As West labors in Libya and Syria, Russia seizes an opportunity

The military stalemate in Libya and the diplomatic hesitation over condemning Syria have created an opportunity for Russia to present itself to the Middle East as the un-NATO.

Ivan Sekretarev/AP
Russian presidential envoy Mikhail Margelov, left, and Libyan Prime Minister Al-Baghdadi al-Mahmoudi, right, smile during their meeting in Tripoli, Libya, on Thursday.
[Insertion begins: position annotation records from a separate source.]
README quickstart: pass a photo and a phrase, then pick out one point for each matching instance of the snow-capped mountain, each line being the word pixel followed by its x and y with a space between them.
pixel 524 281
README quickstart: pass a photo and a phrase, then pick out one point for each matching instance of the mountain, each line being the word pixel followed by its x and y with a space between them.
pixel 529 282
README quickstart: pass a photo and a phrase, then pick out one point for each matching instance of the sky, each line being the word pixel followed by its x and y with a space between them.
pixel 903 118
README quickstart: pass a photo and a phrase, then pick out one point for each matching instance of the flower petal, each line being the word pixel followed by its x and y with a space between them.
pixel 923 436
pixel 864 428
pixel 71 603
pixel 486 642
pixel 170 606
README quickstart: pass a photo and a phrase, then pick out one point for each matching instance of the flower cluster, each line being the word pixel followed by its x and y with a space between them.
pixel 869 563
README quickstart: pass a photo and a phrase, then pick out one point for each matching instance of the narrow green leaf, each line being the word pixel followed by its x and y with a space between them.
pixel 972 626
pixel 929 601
Hours after NATO airstrikes pounded the area near Libyan leader Moammar Gadhafi's compound again before dawn Thursday, Margelov turned up at a bombing site while on a visit to Tripoli for talks on ending the civil war.

With the West, including the United States, stuck in a military stalemate in Libya, Russia is busy offering itself to the region as the un-NATO.
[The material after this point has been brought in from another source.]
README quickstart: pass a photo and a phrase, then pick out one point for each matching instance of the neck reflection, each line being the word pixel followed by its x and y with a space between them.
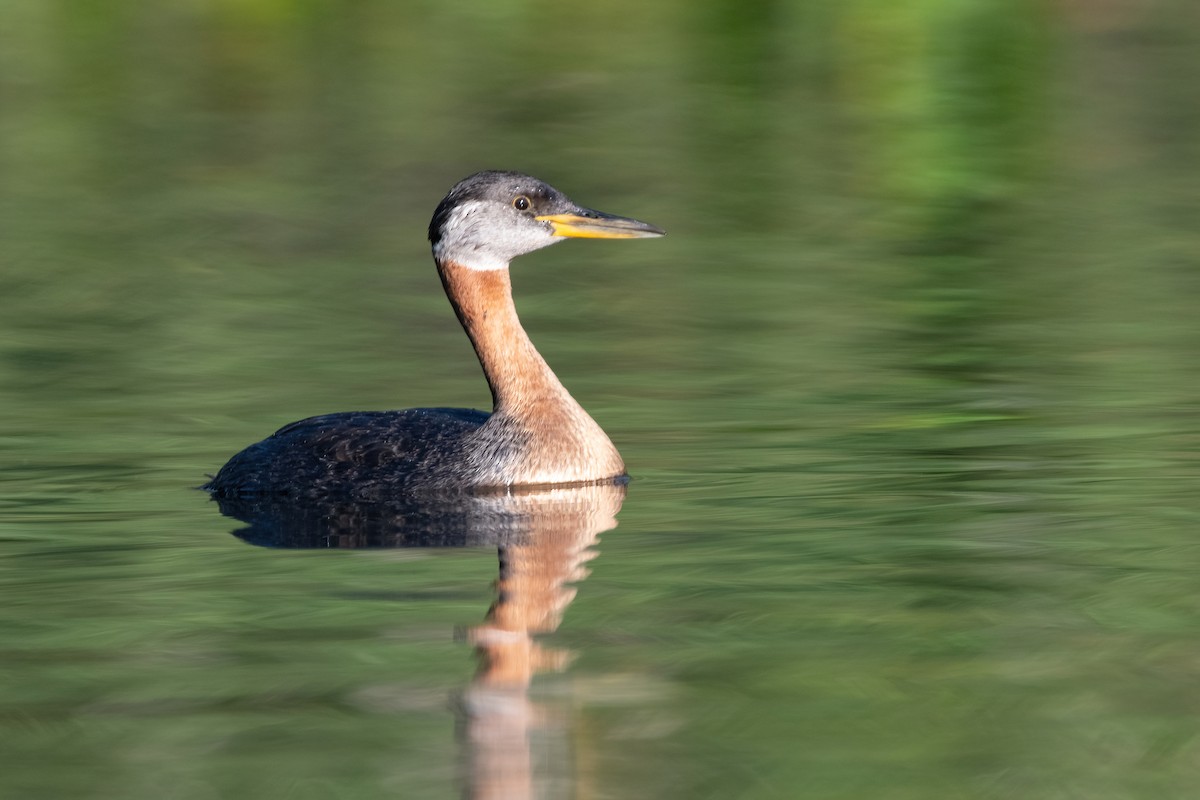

Just weeks after abstaining (rather than vetoing) a United Nations Security Council resolution authorizing the use of force in Libya, Russia is now pressing for a diplomatic solution to replace military intervention in Libya.
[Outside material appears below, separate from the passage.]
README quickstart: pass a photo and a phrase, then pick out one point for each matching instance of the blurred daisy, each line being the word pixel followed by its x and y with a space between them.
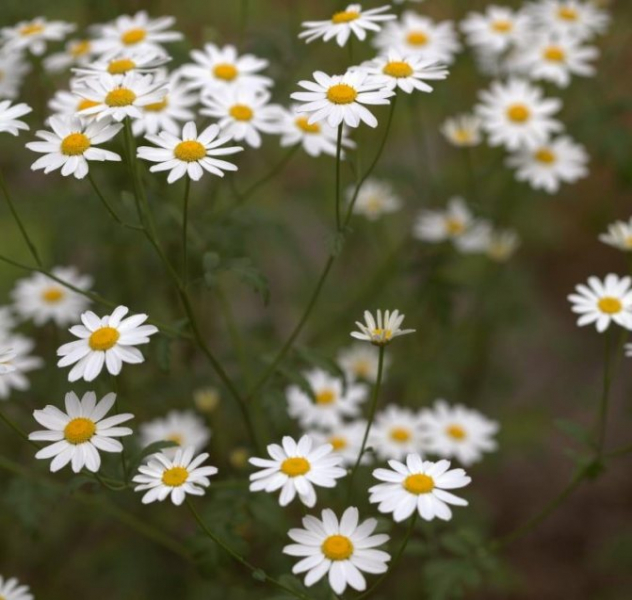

And Russia modeling itself to the region as an alternative to an interventionist West does not stop there.

It also is balking at a Europe-sponsored and US-backed UN resolution on Syria it says it fears would be used as a pretext for more military action. And this week it teamed up with China to castigate the West for overstepping bounds the two countries said have been set by the United Nations.

The Russians “suddenly see an opportunity for themselves in the Middle East,” says Paul Saunders, a Russia specialist at the Center for the National Interest in Washington.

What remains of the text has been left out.